Because work on the MySQL optimizer is ongoing, not all of the optimizations that MySQL performs are documented here.

  • Removal of unnecessary parentheses:

       ((a AND b) AND c OR (((a AND b) AND (c AND d))))
    -> (a AND b AND c) OR (a AND b AND c AND d)
  • Constant folding:

       (a<b AND b=c) AND a=5
    -> b>5 AND b=c AND a=5
  • Constant condition removal (needed because of constant folding):

       (B>=5 AND B=5) OR (B=6 AND 5=5) OR (B=7 AND 5=6)
    -> B=5 OR B=6
  • Constant expressions used by indexes are evaluated only once.

  • COUNT(*) on a single table without a WHERE is retrieved directly from the table information for MyISAM and MEMORY tables. This is also done for any NOT NULL expression when used with only one table.

  • Early detection of invalid constant expressions. MySQL quickly detects that some SELECT statements are impossible and returns no rows.

  • HAVING is merged with WHERE if you do not use GROUP BY or aggregate functions (COUNT(), MIN(), and so on).

  • For each table in a join, a simpler WHERE is constructed to get a fast WHERE evaluation for the table and also to skip rows as soon as possible.

  • All constant tables are read first before any other tables in the query. A constant table is any of the following:

    • An empty table or a table with one row.

    • A table that is used with a WHERE clause on a PRIMARY KEY or a UNIQUE index, where all index parts are compared to constant expressions and are defined as NOT NULL.

    All of the following tables are used as constant tables:

    SELECT * FROM t WHERE primary_key=1;
    SELECT * FROM t1,t2
      WHERE t1.primary_key=1 AND;
  • The best join combination for joining the tables is found by trying all possibilities. If all columns in ORDER BY and GROUP BY clauses come from the same table, that table is preferred first when joining.

  • If there is an ORDER BY clause and a different GROUP BY clause, or if the ORDER BY or GROUP BY contains columns from tables other than the first table in the join queue, a temporary table is created.

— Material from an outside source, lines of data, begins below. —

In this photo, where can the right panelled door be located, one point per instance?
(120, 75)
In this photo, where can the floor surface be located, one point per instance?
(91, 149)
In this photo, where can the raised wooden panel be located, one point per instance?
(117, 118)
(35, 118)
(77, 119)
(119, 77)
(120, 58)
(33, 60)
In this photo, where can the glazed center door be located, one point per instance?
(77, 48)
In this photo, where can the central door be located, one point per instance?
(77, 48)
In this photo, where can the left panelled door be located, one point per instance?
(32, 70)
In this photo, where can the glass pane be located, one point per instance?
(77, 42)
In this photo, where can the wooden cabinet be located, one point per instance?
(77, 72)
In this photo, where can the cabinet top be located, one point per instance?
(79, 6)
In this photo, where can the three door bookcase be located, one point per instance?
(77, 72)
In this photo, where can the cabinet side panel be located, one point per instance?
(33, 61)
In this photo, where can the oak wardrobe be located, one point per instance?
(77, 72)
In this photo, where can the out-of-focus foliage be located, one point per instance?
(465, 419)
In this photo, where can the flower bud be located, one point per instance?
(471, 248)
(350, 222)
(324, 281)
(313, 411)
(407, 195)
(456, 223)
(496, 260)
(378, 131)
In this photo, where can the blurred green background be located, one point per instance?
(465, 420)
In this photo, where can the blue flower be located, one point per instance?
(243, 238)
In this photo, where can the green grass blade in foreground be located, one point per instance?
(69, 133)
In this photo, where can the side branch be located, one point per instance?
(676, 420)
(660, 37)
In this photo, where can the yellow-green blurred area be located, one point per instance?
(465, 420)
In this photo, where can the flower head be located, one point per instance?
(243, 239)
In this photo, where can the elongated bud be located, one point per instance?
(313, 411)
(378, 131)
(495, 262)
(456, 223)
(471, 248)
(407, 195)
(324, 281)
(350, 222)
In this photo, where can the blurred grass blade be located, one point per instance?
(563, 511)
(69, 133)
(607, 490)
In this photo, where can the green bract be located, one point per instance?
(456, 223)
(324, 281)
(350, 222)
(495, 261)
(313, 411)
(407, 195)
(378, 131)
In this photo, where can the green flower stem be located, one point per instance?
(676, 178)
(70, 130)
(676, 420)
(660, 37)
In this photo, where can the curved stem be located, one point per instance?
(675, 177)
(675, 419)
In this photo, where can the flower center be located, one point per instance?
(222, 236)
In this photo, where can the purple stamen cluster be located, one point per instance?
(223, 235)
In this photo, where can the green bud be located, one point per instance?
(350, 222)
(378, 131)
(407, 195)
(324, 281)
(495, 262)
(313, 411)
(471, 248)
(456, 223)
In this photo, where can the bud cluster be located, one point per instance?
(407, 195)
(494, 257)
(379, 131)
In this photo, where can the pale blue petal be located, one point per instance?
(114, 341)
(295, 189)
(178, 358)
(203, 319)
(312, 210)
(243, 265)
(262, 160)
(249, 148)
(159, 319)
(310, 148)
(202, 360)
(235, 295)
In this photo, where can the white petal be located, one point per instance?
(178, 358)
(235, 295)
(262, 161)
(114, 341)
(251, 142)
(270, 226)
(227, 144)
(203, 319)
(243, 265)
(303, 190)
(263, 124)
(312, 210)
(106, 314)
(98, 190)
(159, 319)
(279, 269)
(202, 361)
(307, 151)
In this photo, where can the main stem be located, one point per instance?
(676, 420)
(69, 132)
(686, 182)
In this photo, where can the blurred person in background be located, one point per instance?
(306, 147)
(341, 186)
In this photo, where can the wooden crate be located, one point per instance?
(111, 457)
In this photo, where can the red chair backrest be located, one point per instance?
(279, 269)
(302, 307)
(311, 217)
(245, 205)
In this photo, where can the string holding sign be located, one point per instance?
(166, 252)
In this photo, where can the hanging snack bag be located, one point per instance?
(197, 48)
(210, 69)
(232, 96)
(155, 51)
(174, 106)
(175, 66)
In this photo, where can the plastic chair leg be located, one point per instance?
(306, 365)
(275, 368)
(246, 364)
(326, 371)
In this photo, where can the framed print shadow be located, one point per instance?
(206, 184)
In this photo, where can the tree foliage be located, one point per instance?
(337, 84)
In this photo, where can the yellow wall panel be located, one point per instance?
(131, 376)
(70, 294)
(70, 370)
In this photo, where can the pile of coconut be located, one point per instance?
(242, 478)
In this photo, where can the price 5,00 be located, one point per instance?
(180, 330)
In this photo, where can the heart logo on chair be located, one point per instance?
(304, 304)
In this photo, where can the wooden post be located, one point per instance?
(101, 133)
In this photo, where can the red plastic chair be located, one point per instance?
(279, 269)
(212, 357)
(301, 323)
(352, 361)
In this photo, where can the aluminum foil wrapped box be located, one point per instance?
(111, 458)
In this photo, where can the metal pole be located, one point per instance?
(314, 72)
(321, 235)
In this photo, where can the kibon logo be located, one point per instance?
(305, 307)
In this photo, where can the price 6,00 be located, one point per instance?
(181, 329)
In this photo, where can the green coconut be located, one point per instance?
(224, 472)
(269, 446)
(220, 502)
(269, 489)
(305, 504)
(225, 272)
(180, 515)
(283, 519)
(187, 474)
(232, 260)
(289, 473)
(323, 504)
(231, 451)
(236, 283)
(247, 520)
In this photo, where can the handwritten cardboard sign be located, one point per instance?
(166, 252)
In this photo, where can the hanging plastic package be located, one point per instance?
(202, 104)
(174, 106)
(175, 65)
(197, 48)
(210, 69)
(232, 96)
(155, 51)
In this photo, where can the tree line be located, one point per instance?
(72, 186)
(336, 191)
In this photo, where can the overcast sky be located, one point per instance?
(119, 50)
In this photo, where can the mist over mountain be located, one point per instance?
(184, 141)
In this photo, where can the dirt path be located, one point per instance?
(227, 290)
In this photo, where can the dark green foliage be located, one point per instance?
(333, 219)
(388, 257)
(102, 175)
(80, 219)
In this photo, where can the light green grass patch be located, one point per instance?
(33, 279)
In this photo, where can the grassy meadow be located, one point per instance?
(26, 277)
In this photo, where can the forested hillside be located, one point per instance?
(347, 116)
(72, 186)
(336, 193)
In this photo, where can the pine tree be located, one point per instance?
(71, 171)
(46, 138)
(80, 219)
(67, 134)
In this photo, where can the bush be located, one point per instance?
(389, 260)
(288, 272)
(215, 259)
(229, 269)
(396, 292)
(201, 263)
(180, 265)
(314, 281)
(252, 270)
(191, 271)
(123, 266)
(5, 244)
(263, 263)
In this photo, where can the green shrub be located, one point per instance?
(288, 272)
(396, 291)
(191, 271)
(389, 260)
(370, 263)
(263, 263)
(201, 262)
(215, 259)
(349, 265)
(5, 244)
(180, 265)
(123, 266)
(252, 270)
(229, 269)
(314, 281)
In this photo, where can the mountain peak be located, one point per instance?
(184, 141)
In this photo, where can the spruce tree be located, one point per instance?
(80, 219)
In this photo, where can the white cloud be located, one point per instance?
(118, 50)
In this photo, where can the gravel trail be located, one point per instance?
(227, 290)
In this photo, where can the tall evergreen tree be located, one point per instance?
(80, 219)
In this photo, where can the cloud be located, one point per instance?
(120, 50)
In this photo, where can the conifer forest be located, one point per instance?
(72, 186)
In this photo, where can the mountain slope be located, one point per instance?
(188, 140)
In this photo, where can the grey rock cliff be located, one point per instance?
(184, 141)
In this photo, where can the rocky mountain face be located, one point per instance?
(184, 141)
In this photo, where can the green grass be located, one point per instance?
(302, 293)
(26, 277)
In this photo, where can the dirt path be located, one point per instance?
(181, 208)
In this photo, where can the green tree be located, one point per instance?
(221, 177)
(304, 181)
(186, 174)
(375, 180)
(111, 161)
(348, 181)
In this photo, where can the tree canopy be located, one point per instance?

  • If you use the SQL_SMALL_RESULT option, MySQL uses an in-memory temporary table.

  • Each table index is queried, and the best index is used unless the optimizer believes that it is more efficient to use a table scan. At one time, a scan was used based on whether the best index spanned more than 30% of the table, but a fixed percentage no longer determines the choice between using an index or a scan. The optimizer now is more complex and bases its estimate on additional factors such as table size, number of rows, and I/O block size.

  • MySQL can sometimes produce query results using data from the index, without consulting the table data. If all columns used from the index are numeric, only the index data is used to resolve the query.

  • Before each row is output, those that do not match the HAVING clause are skipped.

Download this Manual
User Comments
  Posted by André Somplatzki on April 15, 2005
Indices lose their speed advantage when using them in OR-situations (4.1.10):

SELECT * FROM a WHERE index1 = 'foo'
SELECT * FROM a WHERE index2 = 'baar';

is much faster than

SELECT * FROM a WHERE index1 = 'foo' OR index2 = 'bar';
  Posted by Duncan Simpson on April 19, 2005
The query optimiser also does badly on examples like

SELECT id FROM foo WHERE bar IN (SELECT bar FROM baz WHERE qux='foo')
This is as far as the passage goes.